Comprehensive data protection for all workloads
Post Reply
aharvey
Novice
Posts: 8
Liked: 1 time
Joined: Apr 08, 2011 2:47 pm
Full Name: Aaron Harvey
Contact:

Large amount of data change every 28 days

Post by aharvey »

I have a Veeam job set up to do a daily incremental backup of several servers for an offsite backup. One of the servers in the list is our main file server. On average, the changed data for this server is around 5 GB per day. But every 28 days, the changed data explodes and on that day, the backup file is between 350 and 400 GB. This causes it to take a couple days to get the backup file offsite over the WAN connection we have. The file server is running Server 2012. I have looked at scheduled jobs to see if anything would be causing data to change, and haven't found any. Defrag is not running, I don't see anything in the event logs, and nothing else seems to coincide with the 28 day schedule.

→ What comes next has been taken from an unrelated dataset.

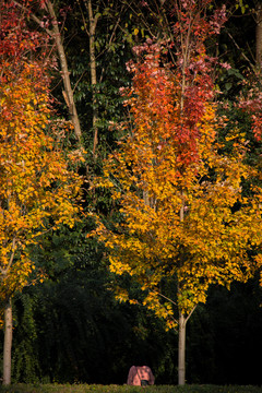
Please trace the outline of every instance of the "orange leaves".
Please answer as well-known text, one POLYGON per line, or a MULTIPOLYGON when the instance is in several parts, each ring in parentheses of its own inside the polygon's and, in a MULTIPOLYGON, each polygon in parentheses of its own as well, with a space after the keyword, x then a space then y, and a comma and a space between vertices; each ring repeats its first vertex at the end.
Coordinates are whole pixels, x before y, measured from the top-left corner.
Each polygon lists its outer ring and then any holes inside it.
MULTIPOLYGON (((1 3, 1 10, 4 17, 10 12, 10 17, 17 16, 15 8, 4 9, 1 3)), ((81 188, 81 178, 69 169, 62 138, 58 138, 69 127, 53 120, 47 62, 27 58, 28 46, 20 36, 29 36, 25 20, 10 35, 4 17, 0 43, 0 297, 27 284, 34 270, 27 247, 37 236, 61 224, 73 226, 81 188), (17 59, 7 51, 11 45, 21 51, 17 59)), ((32 37, 32 50, 37 39, 32 37)))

I'm looking for any advice or tips on finding out what data is changing and why.

I thought about just looking at what the incremental file contains to see what changed to see if that would point me in a helpful direction, but Veeam appears to show you all files on the server whether they were backed up as a part of that specific incremental backup job or not. Unless there is a different way to view the vib file to show only what it specifically contains, but since it is block-based backup, that might not be possible, or even useful.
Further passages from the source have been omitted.